We did find that President Taft and his Justice Department were involved in breaking up the Bathtub Trust, a cartel of porcelain makers who were bent on creating a price-fixing monopoly that controlled bathtubs and toilets.

Also, President Taft had an extra-large tub in the White House to accommodate his size. The tub remained in the White House until it was being removed during a renovation.

The super-tub came from J. L. Mott and Sons pottery in New York. In 2009, the National Archives had a replica tub on display, along with the order for the original  tub.

But in consulting newspaper archives from the time period, looking at a document from the Archives exhibit,  and searching a definitive 1,000-page Taft biography from the 1930s, the entire “stuck in a tub” story appears to be pretty leaky.

The “smoking tub,” if you will, is that famous picture of four men sitting in Taft’s tub.

The documents from the National Archives and several contemporary newspapers show that the giant tub was ordered by the government and used by Taft several months before he became president and started taking baths at the White House.

In December 1908, navy leaders learned that the president-elect would sail to Panama late in January, before his March inauguration. The Panama Canal was still under construction at the time.

An order for an extra-large tub was submitted by the captain of the U.S.S. North Carolina on December 21, 1908.

Reports of the tub made it to the newspapers in January.

On January 19, 1909, a story appeared in the press about a “great bath tub” on the North Carolina, adding the comment that “there was no reason why” the tub wouldn’t be sent along to the White House on March 4, 1909.

A picture of the giant tub appeared in the journal Engineering Review in February 1909 and it is the same picture often seen, with four men sitting inside the tub.

The article appears to be an expanded version of the newspaper story and it detailed how Taft dealt with bathtub-size problems: He used a shower.

The common story, often repeated, is that Taft got stuck in the existing White House tub and a new one was installed, and the four men in the photos were the bathtub installers.

In fact, the men were photographed well before the 7-foot-long tub made it to the White House.

And it seems that wasn’t the only large tub that Taft had at his disposal.

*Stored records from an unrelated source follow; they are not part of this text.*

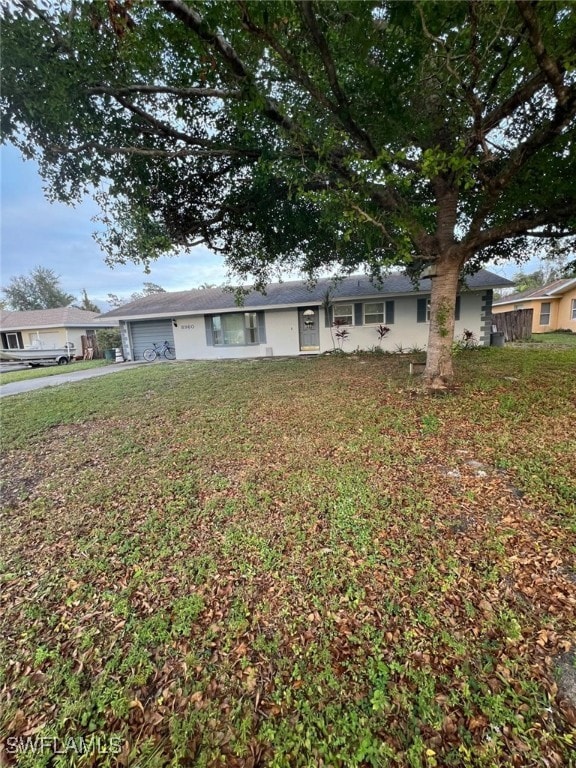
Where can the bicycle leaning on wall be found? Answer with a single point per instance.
(157, 350)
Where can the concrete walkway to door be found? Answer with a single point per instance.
(19, 387)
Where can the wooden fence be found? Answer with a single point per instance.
(514, 325)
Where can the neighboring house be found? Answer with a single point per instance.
(553, 306)
(291, 318)
(49, 328)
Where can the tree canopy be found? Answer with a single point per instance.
(303, 133)
(38, 290)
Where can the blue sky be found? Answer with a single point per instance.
(35, 232)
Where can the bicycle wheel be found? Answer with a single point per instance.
(149, 355)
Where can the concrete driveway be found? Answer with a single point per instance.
(18, 387)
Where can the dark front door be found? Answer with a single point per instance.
(309, 330)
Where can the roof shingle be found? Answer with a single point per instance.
(291, 293)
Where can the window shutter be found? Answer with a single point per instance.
(208, 326)
(261, 328)
(389, 317)
(421, 311)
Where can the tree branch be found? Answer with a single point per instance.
(525, 226)
(563, 116)
(126, 90)
(307, 12)
(549, 67)
(151, 151)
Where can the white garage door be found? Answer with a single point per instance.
(148, 332)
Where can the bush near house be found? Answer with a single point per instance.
(292, 563)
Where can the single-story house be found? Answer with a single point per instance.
(292, 318)
(553, 306)
(49, 328)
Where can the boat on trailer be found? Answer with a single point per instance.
(35, 356)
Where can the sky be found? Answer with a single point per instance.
(35, 232)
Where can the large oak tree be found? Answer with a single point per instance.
(422, 134)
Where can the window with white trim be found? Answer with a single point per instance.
(545, 313)
(343, 314)
(236, 329)
(374, 313)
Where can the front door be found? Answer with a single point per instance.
(309, 330)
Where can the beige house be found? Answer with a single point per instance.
(49, 328)
(553, 306)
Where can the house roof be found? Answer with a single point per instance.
(551, 290)
(291, 293)
(67, 317)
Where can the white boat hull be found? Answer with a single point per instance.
(60, 356)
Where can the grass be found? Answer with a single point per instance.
(290, 563)
(7, 377)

There was press coverage when an extra-large tub was sent to be installed on the presidential yacht Mayflower in 1910.

So without conclusive evidence, how did the apparent urban legend about Taft start?

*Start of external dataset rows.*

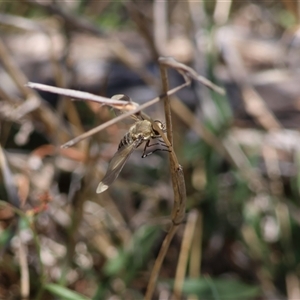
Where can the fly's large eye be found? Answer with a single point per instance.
(160, 125)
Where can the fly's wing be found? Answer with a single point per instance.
(116, 165)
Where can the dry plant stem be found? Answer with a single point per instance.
(12, 69)
(184, 252)
(176, 170)
(196, 250)
(222, 10)
(292, 286)
(108, 101)
(178, 210)
(24, 270)
(160, 9)
(188, 72)
(158, 262)
(33, 103)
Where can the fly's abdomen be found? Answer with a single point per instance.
(126, 140)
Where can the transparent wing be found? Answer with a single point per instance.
(116, 165)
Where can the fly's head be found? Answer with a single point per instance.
(162, 127)
(141, 129)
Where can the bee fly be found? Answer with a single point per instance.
(140, 132)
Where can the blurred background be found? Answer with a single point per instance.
(239, 152)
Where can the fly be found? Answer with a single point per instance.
(140, 132)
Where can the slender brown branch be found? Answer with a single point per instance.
(184, 252)
(112, 103)
(159, 260)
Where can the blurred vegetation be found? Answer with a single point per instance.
(61, 240)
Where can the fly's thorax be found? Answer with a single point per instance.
(141, 128)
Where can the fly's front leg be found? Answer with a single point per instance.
(146, 146)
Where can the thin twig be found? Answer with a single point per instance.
(24, 270)
(110, 103)
(159, 260)
(184, 252)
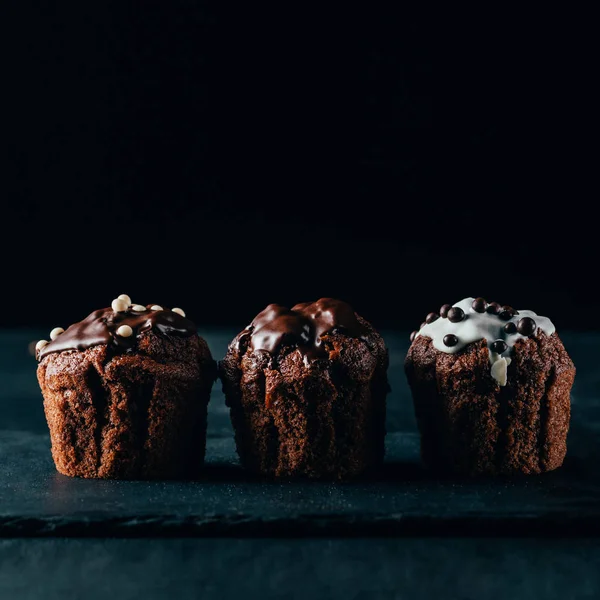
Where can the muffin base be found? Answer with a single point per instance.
(298, 418)
(470, 425)
(127, 416)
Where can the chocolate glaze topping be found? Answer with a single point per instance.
(100, 327)
(303, 325)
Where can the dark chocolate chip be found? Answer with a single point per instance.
(444, 310)
(456, 314)
(479, 305)
(450, 340)
(499, 346)
(493, 308)
(526, 326)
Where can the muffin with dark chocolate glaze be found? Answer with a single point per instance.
(126, 393)
(306, 388)
(491, 388)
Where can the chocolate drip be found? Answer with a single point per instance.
(100, 327)
(303, 325)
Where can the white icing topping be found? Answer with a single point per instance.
(482, 326)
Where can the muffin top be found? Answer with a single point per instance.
(302, 326)
(117, 327)
(308, 339)
(473, 320)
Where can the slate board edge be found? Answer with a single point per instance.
(548, 525)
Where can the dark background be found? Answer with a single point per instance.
(220, 159)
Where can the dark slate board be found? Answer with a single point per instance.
(402, 499)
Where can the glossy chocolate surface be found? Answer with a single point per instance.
(100, 327)
(303, 325)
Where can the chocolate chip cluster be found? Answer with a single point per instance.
(525, 326)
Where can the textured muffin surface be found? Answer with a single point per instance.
(471, 423)
(129, 412)
(314, 408)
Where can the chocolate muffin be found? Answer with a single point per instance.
(306, 388)
(491, 388)
(126, 392)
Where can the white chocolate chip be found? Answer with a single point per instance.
(124, 331)
(41, 344)
(56, 332)
(119, 305)
(499, 371)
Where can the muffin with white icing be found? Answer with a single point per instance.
(491, 387)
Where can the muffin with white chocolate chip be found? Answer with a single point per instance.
(126, 393)
(491, 388)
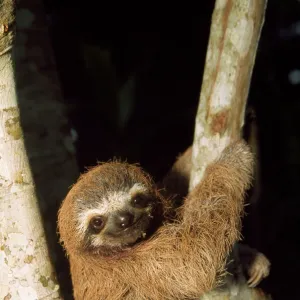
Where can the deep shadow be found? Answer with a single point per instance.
(166, 56)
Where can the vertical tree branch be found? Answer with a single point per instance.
(36, 160)
(234, 37)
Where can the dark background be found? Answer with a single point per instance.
(131, 81)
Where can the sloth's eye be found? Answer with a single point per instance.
(140, 201)
(96, 224)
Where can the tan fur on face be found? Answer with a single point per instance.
(183, 259)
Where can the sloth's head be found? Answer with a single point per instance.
(112, 207)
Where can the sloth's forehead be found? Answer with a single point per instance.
(108, 202)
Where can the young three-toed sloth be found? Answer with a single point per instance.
(125, 240)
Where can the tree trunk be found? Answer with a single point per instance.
(235, 32)
(37, 162)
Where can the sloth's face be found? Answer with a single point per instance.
(120, 218)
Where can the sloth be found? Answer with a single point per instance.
(125, 240)
(243, 262)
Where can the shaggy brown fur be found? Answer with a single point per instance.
(184, 258)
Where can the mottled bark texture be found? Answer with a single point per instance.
(235, 32)
(234, 36)
(36, 155)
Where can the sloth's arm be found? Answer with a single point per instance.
(189, 256)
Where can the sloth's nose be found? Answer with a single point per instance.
(124, 219)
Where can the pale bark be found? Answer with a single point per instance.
(32, 148)
(235, 32)
(234, 37)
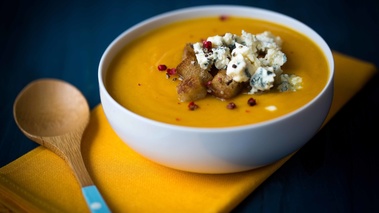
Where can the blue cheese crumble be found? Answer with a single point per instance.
(256, 59)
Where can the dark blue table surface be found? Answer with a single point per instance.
(337, 171)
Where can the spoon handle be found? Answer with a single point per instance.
(94, 199)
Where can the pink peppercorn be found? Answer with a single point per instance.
(162, 67)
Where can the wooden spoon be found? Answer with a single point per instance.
(55, 114)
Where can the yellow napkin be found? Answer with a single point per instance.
(40, 181)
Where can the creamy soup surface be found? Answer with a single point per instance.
(134, 81)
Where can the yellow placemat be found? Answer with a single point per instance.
(40, 181)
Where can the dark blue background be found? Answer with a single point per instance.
(337, 171)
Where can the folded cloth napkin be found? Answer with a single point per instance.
(40, 181)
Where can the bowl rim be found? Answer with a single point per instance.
(212, 10)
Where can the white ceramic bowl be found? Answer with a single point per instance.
(215, 150)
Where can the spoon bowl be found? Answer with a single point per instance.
(54, 114)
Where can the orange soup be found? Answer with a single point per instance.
(134, 80)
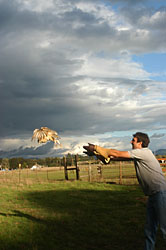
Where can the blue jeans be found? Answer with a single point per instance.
(156, 216)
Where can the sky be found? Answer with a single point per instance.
(93, 70)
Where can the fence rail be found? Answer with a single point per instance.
(92, 171)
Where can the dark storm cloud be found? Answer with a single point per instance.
(42, 77)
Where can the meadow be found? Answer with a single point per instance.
(68, 215)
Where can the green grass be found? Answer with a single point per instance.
(72, 215)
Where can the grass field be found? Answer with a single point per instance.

There is a well-known photo of Taft’s oversized White House tub, and the fact that it cracked.

Also, there is a longstanding rumor in Erie, Pennsylvania, that Taft was stuck in a tub in a 1911 incident when he was staying at a local mansion.

And in her 1961 book, “My Thirty Years Backstairs At The White House,” seamstress and maid Lillian Rogers Parks mentions the bathtub incident. But her mother worked for the Tafts; Lillian started at the White House during the Hoover administration.

But in the end, was Tubgate just another example of dirty politics?

Roosevelt’s supporters made fun of Taft’s weight in the bitter 1912 election. The story could have grown from there.

With a presidential campaign in 2016 possibly featuring a heavy-set candidate, the power of an urban legend shouldn’t be underestimated.

Scott Bomboy is editor-in-chief of the National Constitution Center.

Editor’s Note: The word “sale” was changed to the correct homophone, “sail.”